As is the case for most industries, transport sector businesses are facing sustained and profound change, driven by software disruption and the impacts of new technologies on supply chains globally, creating a rapid in shift in processes to accommodate the fundamentals of Industry 4.0.
Although referring to the trend towards automation and digitisation of manufacturing, the practical applications of these technologies are being significantly realised across the transport & logistics sector. This is driving digitisation and integration of vertical and horizontal value chains, digitisation of product and service offerings and the development of new digital business models and customer access platforms.
Industry 4.0 basics
Four central design principles support all Industry 4.0 system conceptualisation:
- Inter-operability: the ability of machines, devices, sensors, and people to connect and communicate with each other via the Internet of Things (IoT).
- Information transparency: contextualized information created via a virtual copy of the physical world through sensor data.
- Technical assistance: in thought and action. Firstly, the analytical support by system for humans in making decisions and solving problems; secondly, the ability to assist humans with tasks that are too challenging or physically dangerous for humans.
- Decentralized decision-making: the ability of cyber-physical systems to make simple decisions on their own and become as autonomous as possible.
What's driving these developments?
Data volumes are rising dramatically, along with computational power and connectivity. This has led to the emergence of analytics and business-intelligence capabilities as required core competencies in organisations as supply chains.
New forms of human-machine interaction have emerged, such as touch interfaces and augmented-reality systems, creating improvements in transferring digital instructions to the physical world, such as robotics and 3D printing.
How is this impacting the sector?
Industry 4.0 has finally started to emerge as a real driving force shaping the future of the global supply chain. A confluence of technologies including advanced robotics and artificial intelligence; sophisticated sensors; big data analytics; 3D printing; cloud enabled business models; high powered mobile devices; and algorithms to direct motor vehicles (navigation tools, ride-sharing apps, autonomous vehicles and last mile delivery services) are enabling advanced interoperability across companies, countries, collaborators and competitors.
With more than $4.6 trillion of annual revenues at stake the rewards are evident for businesses who are able to adopt the appropriate vision, strategies, tools and partnerships to ensure their digital fitness.
Digital transformation – engaging the value of the Industrial Internet of Things
The Physical Internet (PI or π) is allowing manufacturers to redefine how they interact with customers, and how they structure their supply chains which need to become far more social and data acquisitive for trace-ability and predictability.
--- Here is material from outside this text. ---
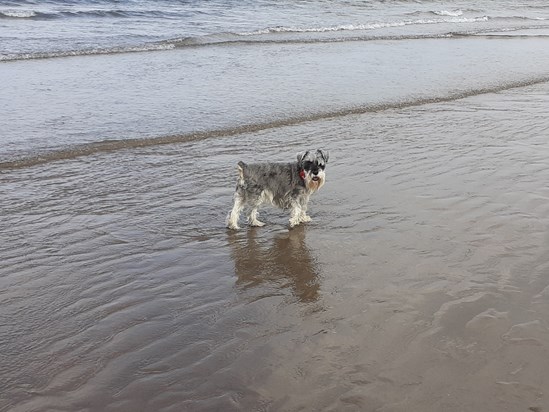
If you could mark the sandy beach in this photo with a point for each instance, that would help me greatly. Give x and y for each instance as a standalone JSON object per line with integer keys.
{"x": 420, "y": 285}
Concepts from internet data transfer are being applied to real-world shipping processes, with smart, eco-friendly and modular containers ranging from the size of a maritime container to the size of a small box becoming standard across all businesses and countries. These modular containers are continuously monitored and routed, sharing digital connectivity through the Internet of Things.
For the Physical Internet to work in practice, a far greater level of collaboration is needed across the sector. Most of the 535,000 distribution centres in the US, for example are standalone operations owned by different companies - improved connectivity, and standardisation of physical workflows could create significant efficiencies.
The potential is vast - estimates in the EU logistics sector have shown that a 10% to 30% increase in efficiency would translate into €100-300 billion in cost savings for European industry. (2)
Technology is redefining every element of global supply operations, from manufacturing to shipping, warehousing, competition, collaboration and customer expectation management. With so many technologies competing for management attention and investment, defining a clear digital strategy to help drive business efficiencies is crucial for future competitive survival.